I'm moving a method from a controller into a helper; the method will now be called from the view. Previously, in my controller I had
def show
@things = gather_things
end
and in my functional test I had
test "show assigns things" do
get :show
assert_equal GATHERED_THINGS, assigns(:things)
end
now, gather_things
lives in the helper and is called from the view. I have a unit test for the helper which makes sure that it returns the right values, but I want my functional test to assert that it gets called. I've tried
test "show calls gather_things" do
@controller.expects(:gather_things)
get :show
end
but that doesn't work. What should I be calling expects(:gather_things)
on?
If you have moved the code out of the controller into a View then it has in fact moved out of the purview of the functional test.
I don't know the correct class to put your expects on... but you can probably figure it out by, in the method "gather_things" do something like: logger.error self.class.name
- which will spit out the class name into the log for you. Then you can put your expects onto that class.
Now we come to the crux of the matter... should you have moved that code into the view?

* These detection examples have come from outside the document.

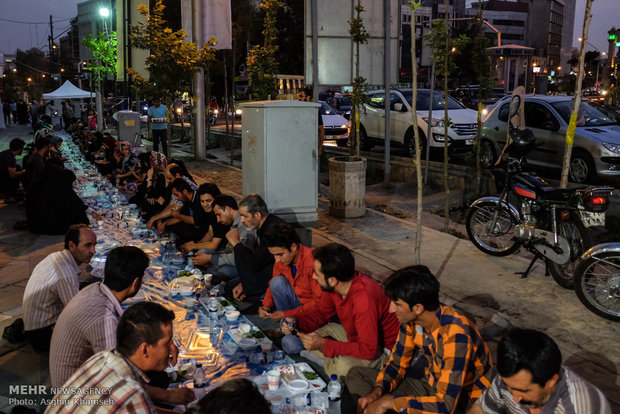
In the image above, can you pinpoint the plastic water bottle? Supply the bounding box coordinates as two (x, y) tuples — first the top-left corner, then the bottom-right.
(194, 364), (207, 388)
(327, 374), (342, 414)
(207, 296), (218, 323)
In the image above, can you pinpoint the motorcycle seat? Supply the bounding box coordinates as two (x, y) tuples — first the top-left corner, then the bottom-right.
(538, 187), (575, 203)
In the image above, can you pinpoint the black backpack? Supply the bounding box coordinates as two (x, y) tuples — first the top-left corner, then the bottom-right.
(2, 318), (26, 344)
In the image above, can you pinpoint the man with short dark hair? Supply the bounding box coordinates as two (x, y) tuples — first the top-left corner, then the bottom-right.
(22, 224), (97, 351)
(188, 378), (271, 414)
(148, 98), (168, 157)
(192, 194), (256, 284)
(226, 194), (285, 302)
(258, 224), (321, 322)
(150, 178), (208, 245)
(468, 329), (611, 414)
(346, 265), (494, 414)
(280, 243), (398, 377)
(0, 138), (26, 196)
(47, 302), (176, 413)
(23, 137), (52, 190)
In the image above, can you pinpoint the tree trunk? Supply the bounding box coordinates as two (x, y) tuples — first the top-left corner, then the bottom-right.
(409, 2), (424, 264)
(560, 0), (594, 188)
(440, 0), (450, 232)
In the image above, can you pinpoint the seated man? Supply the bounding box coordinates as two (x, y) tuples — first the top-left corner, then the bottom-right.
(226, 194), (285, 303)
(0, 138), (26, 197)
(50, 246), (194, 405)
(187, 378), (271, 414)
(23, 224), (97, 351)
(346, 265), (494, 413)
(46, 302), (188, 413)
(192, 194), (255, 281)
(149, 178), (208, 244)
(281, 243), (398, 377)
(181, 183), (226, 253)
(258, 224), (321, 322)
(468, 329), (611, 414)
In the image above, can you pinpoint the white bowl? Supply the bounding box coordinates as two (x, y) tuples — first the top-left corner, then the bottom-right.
(226, 310), (241, 321)
(239, 338), (258, 351)
(288, 379), (310, 392)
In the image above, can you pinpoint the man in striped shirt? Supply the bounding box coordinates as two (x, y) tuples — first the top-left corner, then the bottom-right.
(46, 302), (182, 414)
(468, 329), (611, 414)
(22, 225), (97, 351)
(50, 246), (149, 387)
(346, 265), (494, 414)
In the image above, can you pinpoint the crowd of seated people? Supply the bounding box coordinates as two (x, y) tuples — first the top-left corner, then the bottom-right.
(0, 108), (611, 414)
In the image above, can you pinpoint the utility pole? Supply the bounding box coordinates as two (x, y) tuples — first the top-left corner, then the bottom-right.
(192, 0), (207, 160)
(47, 14), (56, 76)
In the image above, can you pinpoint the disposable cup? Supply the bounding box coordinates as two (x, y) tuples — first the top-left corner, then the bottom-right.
(267, 369), (280, 391)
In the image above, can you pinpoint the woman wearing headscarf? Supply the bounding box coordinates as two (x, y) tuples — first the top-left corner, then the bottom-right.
(26, 158), (89, 234)
(136, 151), (172, 220)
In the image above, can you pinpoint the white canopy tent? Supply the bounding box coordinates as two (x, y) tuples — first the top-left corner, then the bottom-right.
(43, 81), (93, 100)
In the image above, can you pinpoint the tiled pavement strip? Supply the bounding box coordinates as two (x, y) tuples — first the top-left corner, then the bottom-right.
(0, 125), (620, 412)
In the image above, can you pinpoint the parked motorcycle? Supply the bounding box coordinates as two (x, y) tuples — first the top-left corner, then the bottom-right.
(575, 243), (620, 322)
(209, 109), (220, 126)
(466, 95), (613, 289)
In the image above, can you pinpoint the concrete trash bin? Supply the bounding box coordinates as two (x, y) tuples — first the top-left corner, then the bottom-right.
(329, 156), (366, 218)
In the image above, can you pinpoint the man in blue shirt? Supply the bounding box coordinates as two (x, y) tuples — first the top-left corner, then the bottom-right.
(148, 98), (168, 157)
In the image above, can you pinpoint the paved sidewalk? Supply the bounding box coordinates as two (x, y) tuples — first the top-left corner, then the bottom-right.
(0, 127), (620, 412)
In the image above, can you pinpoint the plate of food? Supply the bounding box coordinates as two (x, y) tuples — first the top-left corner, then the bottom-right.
(169, 276), (198, 296)
(276, 362), (327, 392)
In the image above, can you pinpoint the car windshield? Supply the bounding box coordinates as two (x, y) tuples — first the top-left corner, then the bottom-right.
(319, 102), (338, 115)
(401, 89), (465, 111)
(551, 100), (617, 127)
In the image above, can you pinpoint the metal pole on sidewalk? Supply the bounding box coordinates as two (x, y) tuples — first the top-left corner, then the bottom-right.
(383, 0), (392, 187)
(310, 0), (319, 102)
(192, 0), (207, 160)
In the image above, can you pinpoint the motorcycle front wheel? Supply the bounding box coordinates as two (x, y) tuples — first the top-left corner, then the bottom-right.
(465, 201), (521, 256)
(547, 214), (594, 289)
(575, 252), (620, 322)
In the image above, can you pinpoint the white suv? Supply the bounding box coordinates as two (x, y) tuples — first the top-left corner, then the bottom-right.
(360, 89), (478, 157)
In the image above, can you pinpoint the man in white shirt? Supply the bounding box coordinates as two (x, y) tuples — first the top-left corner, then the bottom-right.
(22, 225), (97, 351)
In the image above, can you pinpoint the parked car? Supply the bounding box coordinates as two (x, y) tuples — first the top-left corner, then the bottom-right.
(452, 85), (503, 110)
(481, 95), (620, 183)
(360, 89), (478, 157)
(319, 101), (351, 147)
(325, 94), (353, 119)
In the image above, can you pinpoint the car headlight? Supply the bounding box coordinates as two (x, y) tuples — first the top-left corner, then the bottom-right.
(422, 117), (444, 128)
(603, 142), (620, 154)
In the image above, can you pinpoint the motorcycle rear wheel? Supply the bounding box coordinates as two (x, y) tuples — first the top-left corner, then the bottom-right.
(575, 252), (620, 322)
(547, 213), (594, 289)
(465, 201), (521, 256)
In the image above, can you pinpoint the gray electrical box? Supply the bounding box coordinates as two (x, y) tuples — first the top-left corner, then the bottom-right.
(116, 111), (142, 148)
(241, 101), (319, 224)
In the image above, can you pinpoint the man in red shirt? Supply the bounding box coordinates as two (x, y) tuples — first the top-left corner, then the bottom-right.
(258, 223), (321, 322)
(280, 243), (399, 377)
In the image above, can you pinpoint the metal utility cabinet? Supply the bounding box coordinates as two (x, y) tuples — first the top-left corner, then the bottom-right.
(241, 101), (319, 224)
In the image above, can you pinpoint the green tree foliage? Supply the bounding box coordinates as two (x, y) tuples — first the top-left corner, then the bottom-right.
(127, 0), (215, 100)
(247, 0), (283, 100)
(349, 0), (368, 156)
(83, 31), (116, 82)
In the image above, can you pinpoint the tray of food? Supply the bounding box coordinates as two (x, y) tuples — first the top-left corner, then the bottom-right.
(168, 275), (200, 296)
(276, 362), (327, 392)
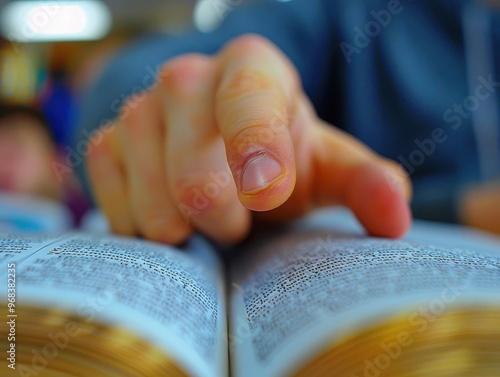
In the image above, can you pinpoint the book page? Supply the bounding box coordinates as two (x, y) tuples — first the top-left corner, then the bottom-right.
(0, 234), (228, 376)
(229, 212), (500, 377)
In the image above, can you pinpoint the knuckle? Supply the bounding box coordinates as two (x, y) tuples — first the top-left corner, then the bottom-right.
(162, 54), (211, 96)
(228, 123), (274, 155)
(217, 68), (275, 100)
(176, 173), (233, 216)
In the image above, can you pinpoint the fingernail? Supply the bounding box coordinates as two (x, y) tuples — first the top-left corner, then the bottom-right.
(241, 156), (283, 193)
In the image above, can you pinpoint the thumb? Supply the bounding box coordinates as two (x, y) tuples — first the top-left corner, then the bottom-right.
(313, 123), (411, 238)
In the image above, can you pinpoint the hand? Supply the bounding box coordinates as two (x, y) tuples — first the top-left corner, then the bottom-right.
(88, 35), (411, 244)
(460, 182), (500, 234)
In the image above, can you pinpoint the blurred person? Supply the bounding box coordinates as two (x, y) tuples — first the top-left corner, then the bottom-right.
(0, 104), (87, 224)
(76, 0), (500, 243)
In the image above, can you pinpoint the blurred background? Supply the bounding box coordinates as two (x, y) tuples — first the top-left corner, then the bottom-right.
(0, 0), (266, 229)
(0, 0), (219, 145)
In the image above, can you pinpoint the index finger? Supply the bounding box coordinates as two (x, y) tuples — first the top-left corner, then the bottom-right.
(215, 35), (299, 211)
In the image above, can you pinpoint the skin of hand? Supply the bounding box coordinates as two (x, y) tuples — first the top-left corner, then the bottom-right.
(459, 181), (500, 234)
(87, 35), (412, 244)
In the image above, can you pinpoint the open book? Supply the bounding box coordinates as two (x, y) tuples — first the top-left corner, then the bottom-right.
(0, 210), (500, 377)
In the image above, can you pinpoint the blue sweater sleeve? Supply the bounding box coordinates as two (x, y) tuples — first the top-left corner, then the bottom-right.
(73, 0), (333, 201)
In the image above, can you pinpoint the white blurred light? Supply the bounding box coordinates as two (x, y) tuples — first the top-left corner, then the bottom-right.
(193, 0), (229, 33)
(0, 0), (111, 43)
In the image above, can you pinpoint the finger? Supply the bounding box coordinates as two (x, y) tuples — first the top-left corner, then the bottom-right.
(119, 90), (191, 244)
(215, 36), (298, 211)
(87, 128), (136, 236)
(313, 119), (411, 237)
(164, 55), (250, 243)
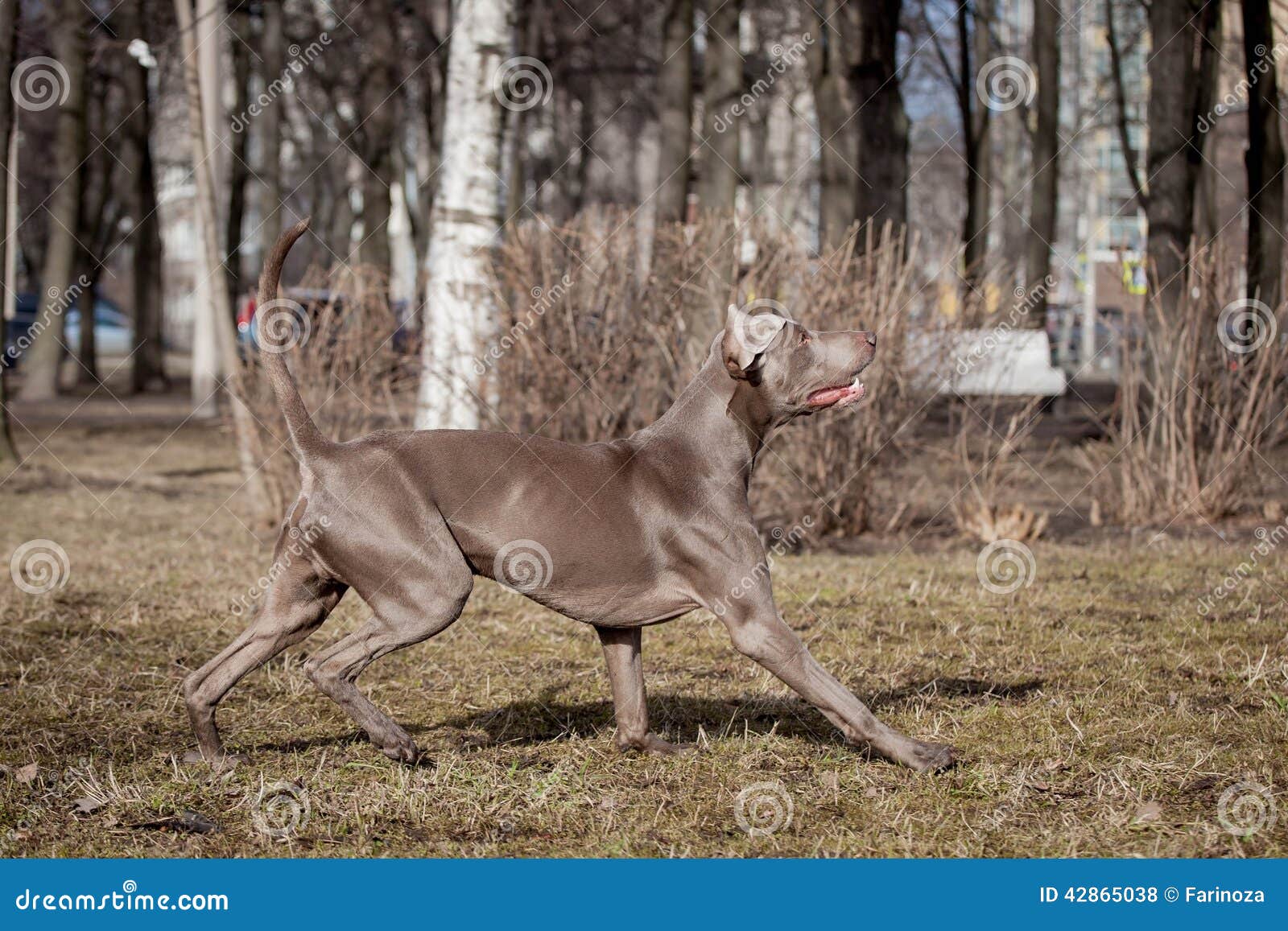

My opinion is that you should not. Setting up a gathering of model-objects is precisely what is supposed to go in the controller code - what if you later decide you want to display the same data in a CSV file, or as a RESTful xml API? - you still need the same set of objects instantiated regardless of what view you use. So my Ultimate Recommendation would be to move that method back into the controller again where it belongs.
Edit: following is now obsolete advice and not relevant to this user, but might be to others
If you are testing using rspec - it doesn't actually render the views during a functional test (unless you specifically switch that on), and therefore any code called form views will not execute.
If you want to test that the View calls something, you will either need to turn that on, or test it in your view-tests.